A decade ago, before the breakup of AT&T, your choices were necessarily limited to AT&T's current stock of hardware. They supplied it, you paid a monthly fee for it. Today, you buy your own phones and the choices can be dizzying. However, it's possible to narrow the field a bit by lumping features that are available in what might be called the phone hardware into three general categories.

The Basics: You can still, believe it or not, buy a desktop rotary telephone. However, said Doug Weber, a salesman for House of Phones in Costa Mesa, the most popular basic model continues to be the familiar Trimline, with the buttons in the receiver. And even the most basic of these have a last-number redial feature. Depending on the manufacturer, they can cost from about $25 to around $70.

You can get pretty fancy with a basic phone, since the necessary electronic guts of the thing can be contained in almost any size and shape of container. Weber sells basic phones with casings in the shape of everything from a pizza slice to a box of French fries to a pink Cadillac.

Frills: There are four principal add-ons that many people opt for, Weber said. A built-in speaker phone feature will jack the price up only about $10 in most cases, he said, and a multiple-line feature will increase it about another $15 per line. One-touch automatic dialing ups the ante still more, depending on the number of phone numbers that can be stored in memory. The most expensive common addition, however, is a built-in answering machine, which will cost an extra $50 and more, Weber said.

High-tech: Apart from such things as LED readouts that tell you what number you dialed last, among other things, and other programmable features such as call transferring and automatic redial, the ne plus ultra for home phones is the one that can do all the tricks and still be cordless. The newer 900 MHz models have a much wider operating range, but you'll pay for it. They cost around $300 and more.

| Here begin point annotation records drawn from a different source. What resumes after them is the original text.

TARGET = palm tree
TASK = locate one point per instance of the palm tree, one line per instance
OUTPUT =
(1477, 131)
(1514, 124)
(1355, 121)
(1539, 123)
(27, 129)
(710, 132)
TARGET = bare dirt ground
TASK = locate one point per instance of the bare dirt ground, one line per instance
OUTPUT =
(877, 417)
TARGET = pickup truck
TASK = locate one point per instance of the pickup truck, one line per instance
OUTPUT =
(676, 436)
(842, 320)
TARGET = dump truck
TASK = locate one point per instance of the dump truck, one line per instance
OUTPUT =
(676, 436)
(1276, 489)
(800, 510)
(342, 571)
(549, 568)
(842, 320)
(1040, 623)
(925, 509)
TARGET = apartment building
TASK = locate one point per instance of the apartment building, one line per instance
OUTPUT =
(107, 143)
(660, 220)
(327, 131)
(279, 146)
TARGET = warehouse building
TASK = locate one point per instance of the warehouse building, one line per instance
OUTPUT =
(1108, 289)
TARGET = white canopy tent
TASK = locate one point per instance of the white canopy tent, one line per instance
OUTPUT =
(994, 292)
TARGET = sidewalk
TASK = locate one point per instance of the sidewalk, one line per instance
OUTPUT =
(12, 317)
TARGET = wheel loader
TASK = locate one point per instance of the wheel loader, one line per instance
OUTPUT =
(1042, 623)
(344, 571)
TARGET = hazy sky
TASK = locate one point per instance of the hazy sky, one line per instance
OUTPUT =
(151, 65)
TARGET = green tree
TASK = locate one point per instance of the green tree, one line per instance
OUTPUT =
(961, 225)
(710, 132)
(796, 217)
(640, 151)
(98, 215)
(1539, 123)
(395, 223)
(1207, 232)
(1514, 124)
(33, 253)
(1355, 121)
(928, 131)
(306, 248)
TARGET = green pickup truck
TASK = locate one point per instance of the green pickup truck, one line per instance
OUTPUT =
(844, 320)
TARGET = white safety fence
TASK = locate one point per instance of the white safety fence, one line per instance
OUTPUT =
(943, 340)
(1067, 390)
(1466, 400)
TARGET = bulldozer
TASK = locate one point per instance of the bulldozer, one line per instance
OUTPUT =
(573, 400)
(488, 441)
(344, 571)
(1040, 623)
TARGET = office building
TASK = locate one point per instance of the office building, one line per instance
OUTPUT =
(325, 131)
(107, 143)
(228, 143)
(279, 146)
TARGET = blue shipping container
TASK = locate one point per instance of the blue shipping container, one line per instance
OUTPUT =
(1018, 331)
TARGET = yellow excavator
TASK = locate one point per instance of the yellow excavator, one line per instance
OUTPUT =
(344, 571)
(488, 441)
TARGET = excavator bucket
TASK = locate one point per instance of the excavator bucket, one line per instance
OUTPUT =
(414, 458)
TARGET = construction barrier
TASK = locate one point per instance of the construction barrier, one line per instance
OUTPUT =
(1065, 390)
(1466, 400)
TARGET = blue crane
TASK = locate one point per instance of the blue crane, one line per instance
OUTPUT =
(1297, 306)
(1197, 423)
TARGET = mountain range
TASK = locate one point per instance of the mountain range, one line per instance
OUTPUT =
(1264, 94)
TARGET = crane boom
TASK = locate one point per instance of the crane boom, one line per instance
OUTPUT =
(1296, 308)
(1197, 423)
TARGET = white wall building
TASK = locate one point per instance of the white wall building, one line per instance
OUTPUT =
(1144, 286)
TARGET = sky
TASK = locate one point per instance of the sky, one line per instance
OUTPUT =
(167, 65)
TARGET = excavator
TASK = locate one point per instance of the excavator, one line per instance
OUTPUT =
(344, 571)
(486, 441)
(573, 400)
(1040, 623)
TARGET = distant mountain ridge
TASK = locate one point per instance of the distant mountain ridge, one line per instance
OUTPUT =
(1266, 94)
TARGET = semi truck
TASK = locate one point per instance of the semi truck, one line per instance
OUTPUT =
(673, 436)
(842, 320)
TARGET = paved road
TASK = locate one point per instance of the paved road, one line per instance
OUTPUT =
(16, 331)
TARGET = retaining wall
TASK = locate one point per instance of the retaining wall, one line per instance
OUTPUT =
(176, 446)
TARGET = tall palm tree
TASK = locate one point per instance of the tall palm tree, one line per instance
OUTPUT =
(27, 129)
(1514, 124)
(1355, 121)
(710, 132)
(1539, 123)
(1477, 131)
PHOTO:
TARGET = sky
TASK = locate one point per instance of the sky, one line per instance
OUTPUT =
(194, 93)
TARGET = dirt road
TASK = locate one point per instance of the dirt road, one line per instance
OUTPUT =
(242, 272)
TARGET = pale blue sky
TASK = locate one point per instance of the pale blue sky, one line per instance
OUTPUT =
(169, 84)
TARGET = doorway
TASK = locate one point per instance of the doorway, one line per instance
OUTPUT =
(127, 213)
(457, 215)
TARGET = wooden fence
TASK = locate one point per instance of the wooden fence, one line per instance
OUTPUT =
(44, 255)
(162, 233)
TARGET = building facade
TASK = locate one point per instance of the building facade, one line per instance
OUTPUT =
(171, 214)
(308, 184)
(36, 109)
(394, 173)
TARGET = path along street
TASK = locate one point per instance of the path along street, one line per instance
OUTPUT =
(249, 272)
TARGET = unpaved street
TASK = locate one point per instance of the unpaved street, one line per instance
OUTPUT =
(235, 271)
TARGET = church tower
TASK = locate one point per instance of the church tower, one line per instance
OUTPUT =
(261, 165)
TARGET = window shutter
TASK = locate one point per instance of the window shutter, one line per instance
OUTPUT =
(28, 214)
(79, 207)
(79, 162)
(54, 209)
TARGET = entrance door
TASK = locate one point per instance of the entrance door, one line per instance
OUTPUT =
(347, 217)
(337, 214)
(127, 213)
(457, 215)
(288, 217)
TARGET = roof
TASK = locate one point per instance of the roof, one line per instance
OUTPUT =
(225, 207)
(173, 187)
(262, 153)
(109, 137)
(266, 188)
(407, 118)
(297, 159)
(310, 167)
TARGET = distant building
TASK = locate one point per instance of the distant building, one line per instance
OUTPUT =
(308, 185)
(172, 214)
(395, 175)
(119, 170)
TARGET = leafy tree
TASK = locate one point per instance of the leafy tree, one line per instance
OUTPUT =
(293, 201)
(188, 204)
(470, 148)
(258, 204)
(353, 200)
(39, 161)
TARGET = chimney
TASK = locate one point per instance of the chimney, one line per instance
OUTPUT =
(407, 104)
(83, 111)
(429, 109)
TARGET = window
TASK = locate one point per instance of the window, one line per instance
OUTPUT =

However, the features you can manipulate with the phone itself are only a fraction of your phone system's repertoire of tricks.

Then there's what might be called phone software, supplied independently of your telephone. Orange County's two phone companies, Pacific Bell and GTE, offer a fascinating laundry list of custom-calling features which, in Pacific Bell's case, just got longer this week. (The two companies have several calling features in common, and GTE is expected to announce additional ones soon, according to company spokeswoman Jaya Koilpillai.)

Here are some of the hoops--available as services charged to your phone bill each month--you can make your phone jump through:

Call return: automatically returns the last call your phone received, whether or not you were able to answer it before the caller hung up.

Priority ringing: gives a unique ring to calls from certain pre-selected numbers.

Smart ring: offers two phone numbers on one line, and each rings with its own particular ring.

Call forwarding: automatically transfers all incoming calls to another telephone number.

Select call forwarding: transfers only certain selected calls.

Call waiting: a tone signals that there's another call coming in.

Repeat dialing: redials a busy number automatically and completes the call when the line is free.

Three-way calling: a conference call feature.

Speed calling: dials frequently called numbers by pressing a single button.

Call screen: blocks calls from specified numbers.

Special call acceptance: enables callers from certain phone numbers to get through to you while others are routed to a recording.

Call trace: automatically traces a call when the call recipient hangs up and dials a special code.